И тут на полную мощность включилась Кира Михайловна, торопливее, чем обыкновенно, заглатывая слова, а то и целые фразы. Пролился вешний поток.
– ...Несчастье, какое несчастье, прямо голова кругом... эх, бедолага!., куда там, я говорю... не слушает, а почему... нехорошо в одиночестве камень носить, обрушится, размозжит... нипочем нельзя прятаться от людей, откройся и увидишь лик доброты... Я ей говорю, она отнекивается... несчастье, несчастье. Молчит, что же это, дорогой Виктор, хоть вы как-то повлияйте, нельзя так, можно перегореть и обуглиться, сколько угодно случаев, когда инфаркт, инсульт и даже более того... вирусная природа рака, я с ней несогласна - это все нервы, нервы, которые нельзя восстановить, они невосстановимы, я же читала в "Здоровье"...
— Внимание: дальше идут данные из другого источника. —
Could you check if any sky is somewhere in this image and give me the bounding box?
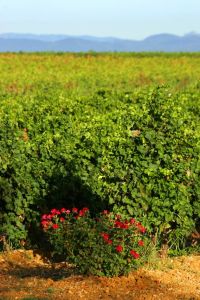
[0,0,200,40]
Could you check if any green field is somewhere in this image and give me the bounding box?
[0,53,200,249]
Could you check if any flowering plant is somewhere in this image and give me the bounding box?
[41,208,148,277]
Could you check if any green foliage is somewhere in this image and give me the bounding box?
[41,208,149,277]
[0,54,200,247]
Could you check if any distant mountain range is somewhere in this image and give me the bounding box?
[0,33,200,52]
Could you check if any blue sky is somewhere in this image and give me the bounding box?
[0,0,200,39]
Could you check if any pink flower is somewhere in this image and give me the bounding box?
[42,215,47,220]
[78,210,84,217]
[116,215,121,220]
[82,207,89,212]
[138,240,144,247]
[101,232,110,241]
[47,214,53,220]
[130,218,135,224]
[52,224,59,229]
[115,245,123,252]
[107,240,112,245]
[51,208,60,215]
[130,250,140,259]
[41,220,49,228]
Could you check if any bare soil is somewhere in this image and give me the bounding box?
[0,250,200,300]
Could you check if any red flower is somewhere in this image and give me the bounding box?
[42,215,47,220]
[51,208,60,215]
[52,224,59,229]
[116,215,121,220]
[115,245,123,252]
[130,250,140,259]
[82,207,89,212]
[115,221,128,229]
[41,220,49,228]
[47,214,53,220]
[101,232,110,241]
[78,210,85,217]
[138,240,144,247]
[115,221,122,228]
[130,218,135,224]
[138,225,146,233]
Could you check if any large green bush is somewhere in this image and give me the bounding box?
[0,85,200,246]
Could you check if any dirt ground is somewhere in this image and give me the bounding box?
[0,250,200,300]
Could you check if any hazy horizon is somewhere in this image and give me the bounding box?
[0,0,200,40]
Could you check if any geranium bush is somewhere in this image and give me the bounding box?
[41,208,149,277]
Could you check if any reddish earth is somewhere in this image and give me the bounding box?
[0,250,200,300]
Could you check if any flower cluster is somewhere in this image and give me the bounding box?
[41,207,147,276]
[98,211,146,259]
[41,207,89,230]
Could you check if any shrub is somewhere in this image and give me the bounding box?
[41,208,149,277]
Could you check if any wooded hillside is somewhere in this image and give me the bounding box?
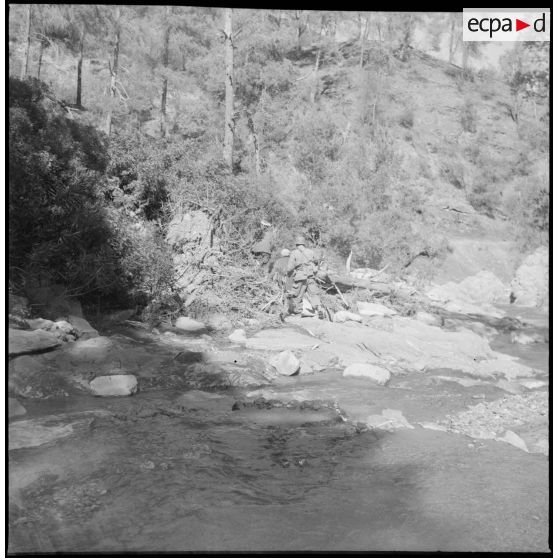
[9,5,549,320]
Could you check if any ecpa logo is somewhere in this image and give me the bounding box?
[463,8,550,41]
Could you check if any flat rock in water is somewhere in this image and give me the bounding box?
[472,353,536,380]
[68,316,99,340]
[366,409,414,430]
[229,329,247,343]
[511,247,549,307]
[414,311,442,327]
[25,318,54,331]
[89,374,138,396]
[343,362,391,386]
[510,331,547,345]
[8,397,27,418]
[8,413,93,450]
[496,430,529,453]
[8,329,60,356]
[333,310,362,323]
[174,316,207,333]
[206,312,233,331]
[518,380,547,389]
[246,328,320,351]
[357,301,397,316]
[68,337,114,361]
[269,351,300,376]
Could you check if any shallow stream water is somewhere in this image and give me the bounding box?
[9,306,549,552]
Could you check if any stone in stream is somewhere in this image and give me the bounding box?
[8,412,97,451]
[89,374,138,396]
[68,316,99,339]
[25,318,54,331]
[246,330,320,351]
[343,362,391,386]
[174,316,207,333]
[8,328,61,357]
[229,329,247,343]
[333,310,362,323]
[366,409,414,430]
[414,311,443,327]
[205,312,233,331]
[510,331,548,345]
[518,380,547,389]
[511,247,549,307]
[269,351,300,376]
[357,301,397,316]
[496,430,529,453]
[68,337,115,361]
[8,397,27,418]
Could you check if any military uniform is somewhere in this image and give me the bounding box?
[287,241,321,314]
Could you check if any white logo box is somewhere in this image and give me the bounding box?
[463,8,551,42]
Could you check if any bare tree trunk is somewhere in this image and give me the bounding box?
[76,24,85,107]
[358,14,370,68]
[105,6,121,136]
[21,4,31,79]
[223,8,234,172]
[461,41,469,74]
[37,39,45,79]
[310,16,324,103]
[449,14,457,64]
[247,114,262,174]
[161,6,171,138]
[310,46,322,103]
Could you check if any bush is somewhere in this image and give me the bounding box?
[459,99,478,134]
[8,78,177,304]
[399,108,415,128]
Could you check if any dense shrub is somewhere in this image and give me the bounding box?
[8,78,175,308]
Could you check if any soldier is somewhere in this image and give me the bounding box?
[269,248,291,287]
[287,236,325,318]
[252,221,275,266]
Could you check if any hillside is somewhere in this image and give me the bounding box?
[10,9,548,320]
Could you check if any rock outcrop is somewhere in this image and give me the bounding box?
[8,329,61,357]
[511,247,549,307]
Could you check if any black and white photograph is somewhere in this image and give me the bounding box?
[3,3,552,556]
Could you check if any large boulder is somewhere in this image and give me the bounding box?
[229,329,248,343]
[89,374,138,396]
[511,247,549,307]
[174,316,207,333]
[8,329,61,357]
[269,351,300,376]
[26,318,54,331]
[357,301,397,316]
[343,362,391,386]
[8,293,29,318]
[68,316,99,340]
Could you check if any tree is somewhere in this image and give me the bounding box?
[105,6,122,137]
[21,4,31,79]
[223,8,234,172]
[161,6,172,137]
[358,13,372,68]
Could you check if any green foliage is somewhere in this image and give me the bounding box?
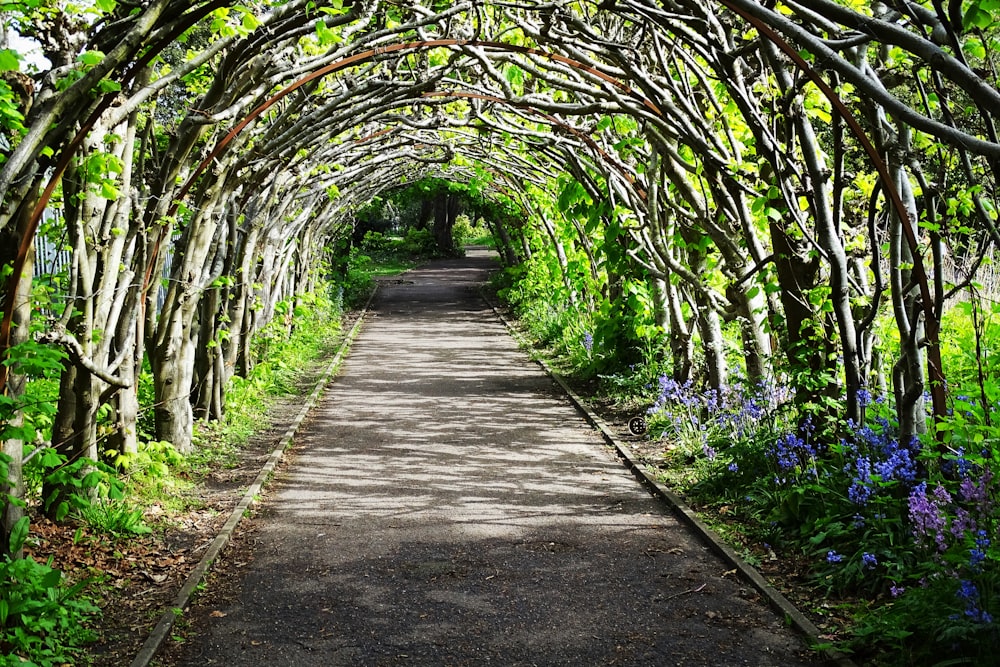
[400,227,438,257]
[0,536,99,667]
[76,498,152,537]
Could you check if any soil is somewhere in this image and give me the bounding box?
[36,257,822,667]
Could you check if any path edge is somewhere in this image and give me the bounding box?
[483,295,856,667]
[130,285,378,667]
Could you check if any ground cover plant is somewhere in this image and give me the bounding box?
[0,248,414,666]
[504,274,1000,664]
[0,0,1000,660]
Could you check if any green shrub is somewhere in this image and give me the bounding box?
[0,517,100,667]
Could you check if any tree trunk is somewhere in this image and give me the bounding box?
[0,194,37,559]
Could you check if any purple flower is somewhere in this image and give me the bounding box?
[909,482,951,552]
[847,456,875,505]
[955,579,993,623]
[857,389,872,408]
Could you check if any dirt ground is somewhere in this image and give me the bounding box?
[135,255,820,667]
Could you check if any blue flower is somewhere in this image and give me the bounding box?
[955,579,993,623]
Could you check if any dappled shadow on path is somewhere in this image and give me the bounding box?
[172,252,820,666]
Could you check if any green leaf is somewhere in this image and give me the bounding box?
[0,49,21,71]
[77,51,104,67]
[9,516,31,553]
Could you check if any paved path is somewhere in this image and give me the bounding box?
[172,253,824,667]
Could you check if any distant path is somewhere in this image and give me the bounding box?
[168,252,818,667]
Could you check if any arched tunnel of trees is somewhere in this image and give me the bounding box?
[0,0,1000,664]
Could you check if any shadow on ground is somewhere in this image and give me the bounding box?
[164,253,817,667]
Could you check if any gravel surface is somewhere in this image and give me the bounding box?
[161,252,821,667]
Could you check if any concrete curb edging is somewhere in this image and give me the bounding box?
[484,297,855,667]
[130,286,378,667]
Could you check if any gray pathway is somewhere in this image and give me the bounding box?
[176,253,810,667]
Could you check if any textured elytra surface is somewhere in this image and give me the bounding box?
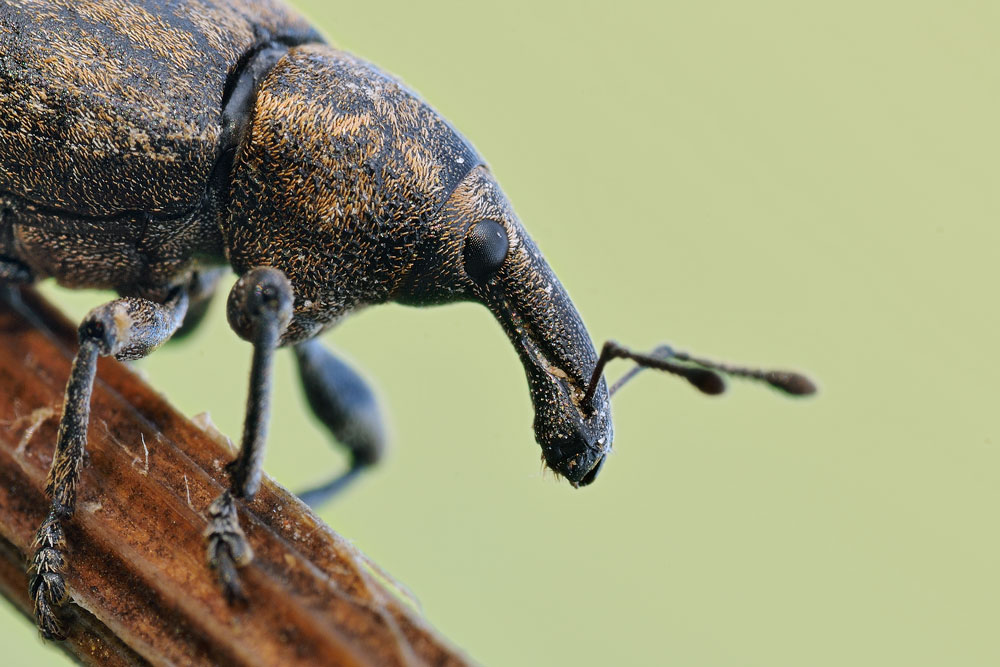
[0,0,320,293]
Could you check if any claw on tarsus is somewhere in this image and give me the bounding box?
[205,491,253,603]
[28,511,66,640]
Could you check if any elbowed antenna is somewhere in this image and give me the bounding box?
[583,340,816,411]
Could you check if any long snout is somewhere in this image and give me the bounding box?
[485,228,614,486]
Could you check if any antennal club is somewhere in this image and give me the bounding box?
[583,340,816,411]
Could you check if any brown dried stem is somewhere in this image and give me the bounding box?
[0,290,467,665]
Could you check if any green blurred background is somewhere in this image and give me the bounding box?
[0,0,1000,667]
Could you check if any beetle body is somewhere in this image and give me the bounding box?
[0,0,812,637]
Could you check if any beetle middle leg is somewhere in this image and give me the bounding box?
[205,267,293,601]
[0,257,35,285]
[295,339,385,507]
[28,288,188,639]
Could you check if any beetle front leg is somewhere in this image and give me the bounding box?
[205,267,293,601]
[295,339,385,507]
[28,289,188,639]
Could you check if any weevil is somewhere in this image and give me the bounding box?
[0,0,813,638]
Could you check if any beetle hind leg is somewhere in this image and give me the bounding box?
[295,339,386,507]
[28,289,188,639]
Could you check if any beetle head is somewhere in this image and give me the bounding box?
[395,166,614,486]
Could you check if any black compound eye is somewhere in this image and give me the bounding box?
[465,220,510,283]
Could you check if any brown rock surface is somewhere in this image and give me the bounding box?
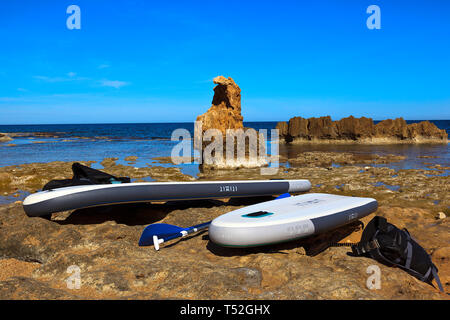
[277,116,448,143]
[194,76,267,170]
[197,76,244,136]
[0,159,450,299]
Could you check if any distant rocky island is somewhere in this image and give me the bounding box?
[276,116,448,144]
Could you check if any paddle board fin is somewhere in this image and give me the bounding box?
[275,193,291,200]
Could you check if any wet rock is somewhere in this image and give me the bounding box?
[277,116,448,143]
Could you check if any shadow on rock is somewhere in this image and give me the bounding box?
[203,221,362,257]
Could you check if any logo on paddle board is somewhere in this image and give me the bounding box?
[287,222,314,236]
[219,185,237,192]
[294,199,325,207]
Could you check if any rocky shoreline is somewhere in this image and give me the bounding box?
[277,116,448,144]
[0,152,450,299]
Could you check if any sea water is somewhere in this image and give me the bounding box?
[0,120,450,177]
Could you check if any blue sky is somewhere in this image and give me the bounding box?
[0,0,450,124]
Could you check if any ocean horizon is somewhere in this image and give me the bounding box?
[0,120,450,177]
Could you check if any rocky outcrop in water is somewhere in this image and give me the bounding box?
[195,76,267,170]
[277,116,448,143]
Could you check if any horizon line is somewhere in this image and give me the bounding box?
[0,117,450,126]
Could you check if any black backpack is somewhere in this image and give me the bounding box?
[352,216,444,292]
[42,162,130,190]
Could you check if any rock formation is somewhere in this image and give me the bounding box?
[277,116,448,143]
[194,76,266,169]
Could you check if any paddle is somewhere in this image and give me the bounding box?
[139,193,291,250]
[139,221,211,250]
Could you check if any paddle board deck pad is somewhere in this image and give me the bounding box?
[23,180,311,216]
[209,193,378,247]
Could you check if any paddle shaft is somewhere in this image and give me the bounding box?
[153,221,211,250]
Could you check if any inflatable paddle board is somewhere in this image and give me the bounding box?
[209,193,378,247]
[23,180,311,216]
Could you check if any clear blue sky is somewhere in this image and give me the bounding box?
[0,0,450,124]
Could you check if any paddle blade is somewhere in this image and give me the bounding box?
[275,193,291,200]
[139,223,184,246]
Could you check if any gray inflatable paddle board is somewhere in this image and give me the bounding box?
[209,193,378,247]
[23,180,311,216]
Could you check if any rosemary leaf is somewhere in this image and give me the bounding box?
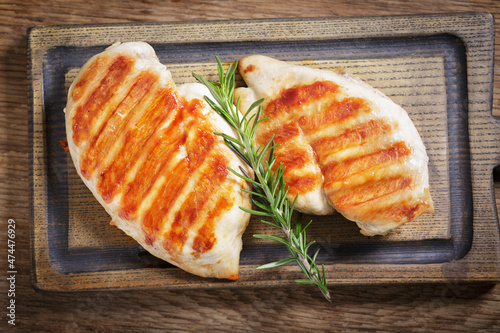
[193,56,331,301]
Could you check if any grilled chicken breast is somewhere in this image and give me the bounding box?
[65,43,251,279]
[235,55,434,236]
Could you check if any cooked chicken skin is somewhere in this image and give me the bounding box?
[235,55,434,236]
[65,43,251,279]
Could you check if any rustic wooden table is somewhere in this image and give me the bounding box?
[0,0,500,332]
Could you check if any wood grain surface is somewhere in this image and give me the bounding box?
[0,0,500,332]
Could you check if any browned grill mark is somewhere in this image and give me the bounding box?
[322,141,412,188]
[298,97,372,134]
[311,119,393,160]
[264,81,339,119]
[71,56,109,103]
[331,176,412,209]
[72,56,134,146]
[193,193,233,255]
[98,87,180,202]
[80,71,158,179]
[163,156,229,251]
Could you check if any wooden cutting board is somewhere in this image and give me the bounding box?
[28,13,500,291]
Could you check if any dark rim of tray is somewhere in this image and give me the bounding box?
[30,34,473,273]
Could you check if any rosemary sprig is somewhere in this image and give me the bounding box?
[193,56,331,301]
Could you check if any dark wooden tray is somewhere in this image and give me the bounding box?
[28,13,500,290]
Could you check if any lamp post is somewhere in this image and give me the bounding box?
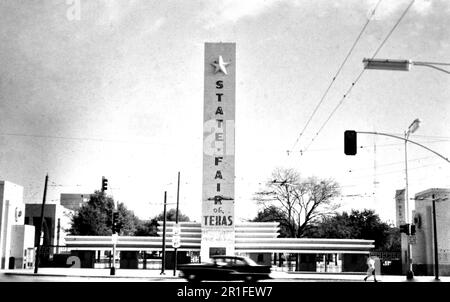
[363,58,450,74]
[172,172,180,276]
[405,118,420,280]
[160,191,167,275]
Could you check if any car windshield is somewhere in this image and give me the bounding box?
[243,257,258,266]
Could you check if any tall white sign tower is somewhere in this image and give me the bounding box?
[200,43,236,260]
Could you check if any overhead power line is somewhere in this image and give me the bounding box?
[301,0,415,155]
[288,0,381,154]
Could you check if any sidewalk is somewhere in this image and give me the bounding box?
[0,268,450,282]
[0,267,178,279]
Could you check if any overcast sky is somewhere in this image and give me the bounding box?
[0,0,450,221]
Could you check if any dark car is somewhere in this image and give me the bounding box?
[178,256,271,281]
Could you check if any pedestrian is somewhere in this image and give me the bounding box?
[364,256,378,282]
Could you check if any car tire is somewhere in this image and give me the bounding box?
[244,276,256,282]
[187,274,200,282]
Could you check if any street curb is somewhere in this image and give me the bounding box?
[3,272,179,279]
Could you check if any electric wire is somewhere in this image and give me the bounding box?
[301,0,415,155]
[288,0,382,154]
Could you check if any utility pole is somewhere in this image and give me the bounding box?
[172,172,180,276]
[160,191,167,275]
[56,218,61,254]
[34,173,48,274]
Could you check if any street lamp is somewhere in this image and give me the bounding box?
[405,118,421,280]
[363,58,450,74]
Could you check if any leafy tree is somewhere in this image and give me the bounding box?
[307,209,400,251]
[69,191,138,236]
[255,169,339,238]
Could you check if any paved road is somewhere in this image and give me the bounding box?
[0,268,450,282]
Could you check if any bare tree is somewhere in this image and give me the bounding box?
[254,168,340,238]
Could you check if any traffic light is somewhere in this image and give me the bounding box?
[112,212,120,234]
[344,130,357,155]
[410,224,416,235]
[400,224,415,235]
[102,176,108,192]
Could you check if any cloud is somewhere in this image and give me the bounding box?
[367,0,433,21]
[200,0,282,28]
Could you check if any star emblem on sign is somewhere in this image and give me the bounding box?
[211,56,230,75]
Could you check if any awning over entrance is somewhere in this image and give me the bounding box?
[65,222,374,254]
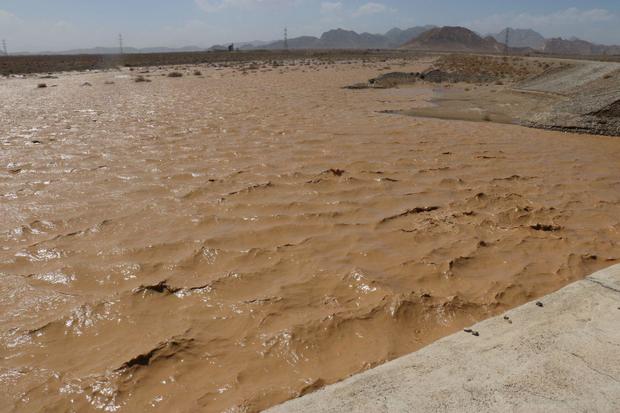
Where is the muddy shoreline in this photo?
[0,57,620,412]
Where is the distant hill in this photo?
[384,25,437,47]
[402,26,504,52]
[248,26,435,50]
[543,37,620,56]
[491,28,547,50]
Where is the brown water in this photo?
[0,58,620,412]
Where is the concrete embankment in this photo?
[268,265,620,413]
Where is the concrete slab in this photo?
[268,265,620,413]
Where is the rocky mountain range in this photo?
[13,26,620,55]
[401,26,504,52]
[491,28,547,50]
[247,26,435,50]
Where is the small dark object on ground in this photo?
[325,168,345,176]
[530,224,562,232]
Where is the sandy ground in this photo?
[0,61,620,412]
[268,265,620,413]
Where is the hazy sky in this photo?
[0,0,620,51]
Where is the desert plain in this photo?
[0,54,620,412]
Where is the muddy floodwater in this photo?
[0,61,620,412]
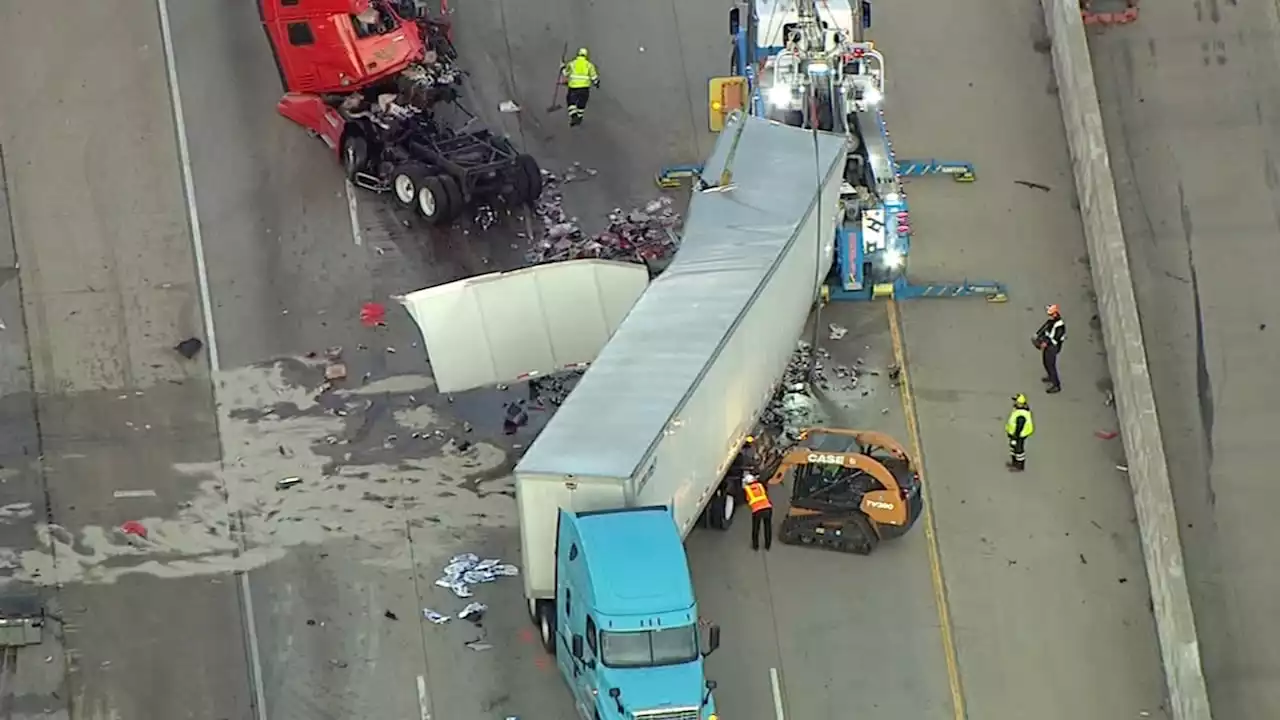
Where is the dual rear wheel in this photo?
[390,164,465,225]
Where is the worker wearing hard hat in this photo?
[1032,305,1066,393]
[1005,393,1036,473]
[561,47,600,127]
[742,473,773,550]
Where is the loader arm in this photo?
[769,428,910,527]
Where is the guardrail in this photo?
[1041,0,1212,720]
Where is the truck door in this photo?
[556,525,595,719]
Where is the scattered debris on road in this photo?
[120,520,147,539]
[435,552,520,598]
[458,602,489,624]
[527,164,681,264]
[173,337,205,360]
[360,302,387,328]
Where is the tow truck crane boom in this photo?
[658,0,1006,302]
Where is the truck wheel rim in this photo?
[417,187,435,212]
[396,176,415,204]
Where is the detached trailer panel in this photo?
[399,260,649,392]
[516,113,846,598]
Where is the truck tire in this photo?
[440,176,467,220]
[417,176,454,225]
[392,165,425,209]
[704,486,737,532]
[534,600,556,657]
[342,135,369,179]
[511,154,543,205]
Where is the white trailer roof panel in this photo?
[399,260,649,392]
[516,114,845,478]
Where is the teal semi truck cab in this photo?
[553,506,721,720]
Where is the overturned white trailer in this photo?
[516,114,846,601]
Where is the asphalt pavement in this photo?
[0,0,1187,720]
[872,0,1165,720]
[1091,0,1280,720]
[687,305,954,720]
[0,0,248,717]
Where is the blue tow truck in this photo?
[657,0,1007,302]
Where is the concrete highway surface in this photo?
[873,0,1165,720]
[1091,0,1280,720]
[0,0,1182,720]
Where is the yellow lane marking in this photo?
[888,299,968,720]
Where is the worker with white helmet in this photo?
[1032,305,1066,393]
[561,47,600,127]
[742,471,773,550]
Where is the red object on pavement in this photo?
[360,302,387,328]
[120,520,147,538]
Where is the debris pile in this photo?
[760,342,820,441]
[527,163,681,264]
[529,370,586,410]
[435,552,520,598]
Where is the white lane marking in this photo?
[156,0,221,373]
[111,489,156,497]
[417,675,431,720]
[769,667,787,720]
[346,181,365,245]
[156,0,266,719]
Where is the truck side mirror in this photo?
[703,625,719,657]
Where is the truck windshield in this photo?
[600,625,698,667]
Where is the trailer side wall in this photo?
[632,158,844,537]
[516,475,628,600]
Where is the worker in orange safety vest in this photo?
[742,473,773,550]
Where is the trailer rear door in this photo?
[398,260,649,392]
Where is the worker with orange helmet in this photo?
[1005,392,1036,473]
[742,473,773,550]
[1032,305,1066,393]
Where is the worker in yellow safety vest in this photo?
[1005,393,1036,473]
[561,47,600,127]
[742,473,773,550]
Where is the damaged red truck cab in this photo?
[257,0,426,95]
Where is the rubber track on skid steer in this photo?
[778,514,879,555]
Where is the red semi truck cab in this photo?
[257,0,426,94]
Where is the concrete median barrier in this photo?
[1041,0,1212,720]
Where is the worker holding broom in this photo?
[561,47,600,127]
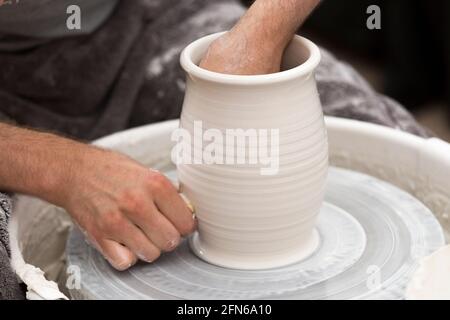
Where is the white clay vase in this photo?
[177,34,328,270]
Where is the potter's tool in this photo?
[67,168,445,299]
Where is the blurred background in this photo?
[247,0,450,141]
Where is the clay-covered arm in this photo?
[200,0,319,75]
[0,123,195,270]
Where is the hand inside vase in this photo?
[200,0,319,75]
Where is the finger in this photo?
[118,221,161,263]
[151,174,195,236]
[97,239,137,271]
[128,198,180,251]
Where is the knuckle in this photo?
[119,190,143,212]
[111,256,135,271]
[163,234,181,252]
[149,172,170,192]
[180,218,196,236]
[99,211,123,233]
[143,248,161,262]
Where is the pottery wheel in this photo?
[67,168,445,299]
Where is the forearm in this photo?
[0,123,83,204]
[233,0,319,50]
[200,0,319,75]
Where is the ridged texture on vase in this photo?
[177,36,328,269]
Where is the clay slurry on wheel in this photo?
[67,166,444,299]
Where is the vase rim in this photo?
[180,31,320,86]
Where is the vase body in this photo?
[177,34,328,270]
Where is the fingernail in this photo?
[180,193,195,213]
[136,253,153,263]
[167,239,179,250]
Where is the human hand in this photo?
[200,0,319,75]
[56,146,195,270]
какое несчастье! Смотреть - душа плачет, а как поможешь, чем?.. Каждый переживает, но ей тяжелей всех, она копит в себе, открыться нельзя, а надо... иначе невозможно жить, если представить - это ведь испытание... для всех нас, проверка нашей готовности прийти на помощь, как требует мораль, высшие нормы, разве не так, Виктор Андреевич, дорогой...
– Минутку!
– сказал я, и Кира Михайловна послушно замолчала, в удивлении поднеся к глазам сигарету. Я вежливо отобрал у нее окурок и швырнул в урну.
– Теперь ты говори.
– Кондакова очень переживает, - объяснил Коростельский.
– Что-то с ней действительно неладно.
– В чем это выражается?
Кира Михайловна набрала воздуху, но я предупредительно поднял руку.
– Да вроде даже заговаривается, - нерешительно сказал Коростельский.
– Несчастье, несчастье!..
– не выдержав, в голос взвыла Кира Михайловна-Не будем судьями... кому дано испытать, тот поймет...
– Все ясно, пойдемте, - я взял бледного Коростельского под руку, мы пошли вперед, а Селезнева семенила позади, продолжая что-то бубнить себе под нос.
– Вы пока не вмешивайтесь!
– велел я ей грубовато, и Кира Михайловна радостно закивала головой, как кукла на веревочке.
В двухметровом закутке, где помещался сейф, двухтумбовый стол и маленький столик с пищу щей машинкой, сидела Мария Алексеевна, и на ее лице подтекшей тушью была запечатлена гримаса чудовищной сосредоточенности.
– А, Витя!
– сказала она, растерянно моргая.
– Тебе чего, милый?
В ее предупредительности что-то нездоровое, лихорадочное. Непривычно слышать от нее домашнее "милый". Непривычно видеть ее неприбранной, неаккуратно причесанной. В свои зрелые лета Кондакова тщательно следит за внешностью - у нее всегда самая модная губная помада, самые модные тени над глазами.